Ghost Sea is a wild chiaroscuro of raging storms and dense coastal mists set on the coast of British Columbia. S.V.Dugger, captain of the ketch Terrance Jordan, is hired to pursue Kwakiutl warriors to recover tribal masks they have stolen from a collector of ancient artifacts. Set shortly after World War II, the story is not only about tracking sacred masks—perhaps it is not much about tracking sacred masks—for the warriors have also taken the collector’s wife, Kate, who is Dugger’s lover. It is her husband who commissioned Dugger and who accompanies him on this foray. The storms and deep fogs through which Dugger navigates are not only marine in nature.
This is a great story. It has all the ingredients an adventure should have: excitement, danger, romance. The narrative is strong and the dialogue is true.

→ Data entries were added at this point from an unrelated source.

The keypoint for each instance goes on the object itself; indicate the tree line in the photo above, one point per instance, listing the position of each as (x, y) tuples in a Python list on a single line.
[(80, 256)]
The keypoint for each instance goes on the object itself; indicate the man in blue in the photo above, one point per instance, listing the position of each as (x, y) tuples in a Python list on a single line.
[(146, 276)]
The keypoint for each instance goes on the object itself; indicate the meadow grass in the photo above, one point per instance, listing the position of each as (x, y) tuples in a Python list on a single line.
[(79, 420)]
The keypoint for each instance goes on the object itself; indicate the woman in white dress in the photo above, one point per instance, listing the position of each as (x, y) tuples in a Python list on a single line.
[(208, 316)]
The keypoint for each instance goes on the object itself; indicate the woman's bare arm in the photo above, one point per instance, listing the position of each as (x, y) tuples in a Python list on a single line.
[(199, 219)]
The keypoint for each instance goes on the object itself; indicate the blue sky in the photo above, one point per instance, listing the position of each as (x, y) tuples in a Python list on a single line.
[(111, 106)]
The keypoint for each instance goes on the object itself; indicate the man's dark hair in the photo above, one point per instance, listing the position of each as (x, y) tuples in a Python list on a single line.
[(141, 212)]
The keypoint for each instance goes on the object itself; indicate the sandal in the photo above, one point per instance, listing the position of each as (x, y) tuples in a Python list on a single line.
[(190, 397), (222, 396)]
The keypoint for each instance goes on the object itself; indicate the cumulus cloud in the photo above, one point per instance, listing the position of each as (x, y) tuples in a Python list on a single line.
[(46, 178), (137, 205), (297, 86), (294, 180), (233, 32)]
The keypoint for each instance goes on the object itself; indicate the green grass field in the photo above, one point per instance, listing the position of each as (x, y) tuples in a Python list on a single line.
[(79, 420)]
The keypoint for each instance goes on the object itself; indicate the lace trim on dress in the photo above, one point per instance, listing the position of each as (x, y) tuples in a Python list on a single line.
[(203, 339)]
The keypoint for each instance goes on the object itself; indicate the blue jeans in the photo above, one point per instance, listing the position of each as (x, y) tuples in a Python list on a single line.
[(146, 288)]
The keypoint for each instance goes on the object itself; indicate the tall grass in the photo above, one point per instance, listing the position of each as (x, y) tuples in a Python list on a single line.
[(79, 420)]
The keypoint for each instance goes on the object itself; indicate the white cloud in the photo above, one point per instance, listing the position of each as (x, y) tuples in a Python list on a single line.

The story moves at rapid pace towards an incomparable climax. But Ghost Sea is not just a seagoing Indiana Jones tale. The author is a scholar of the Kwakiutl nation, and the story is through and through a story of the Kwakiutl people. Máté opens most chapters with quotations from Franz Boas’ ethnological studies of the Kwakiutl. He weaves extensive history into his narration, and introduces yet more through Dugger’s first mate, Nello, who is part Kwakiutl. He does all this without a break in the nonstop action of the tale. What adds even more to the storytelling is Máté´s thorough knowledge of sailing ships and the sea. He shares his love of both in passages that can only be described as poetry. Ghost Sea is a beautifully written intellectual thriller. I would rank it alongside Arturo Pérez-Reverte’s The Nautical Chart.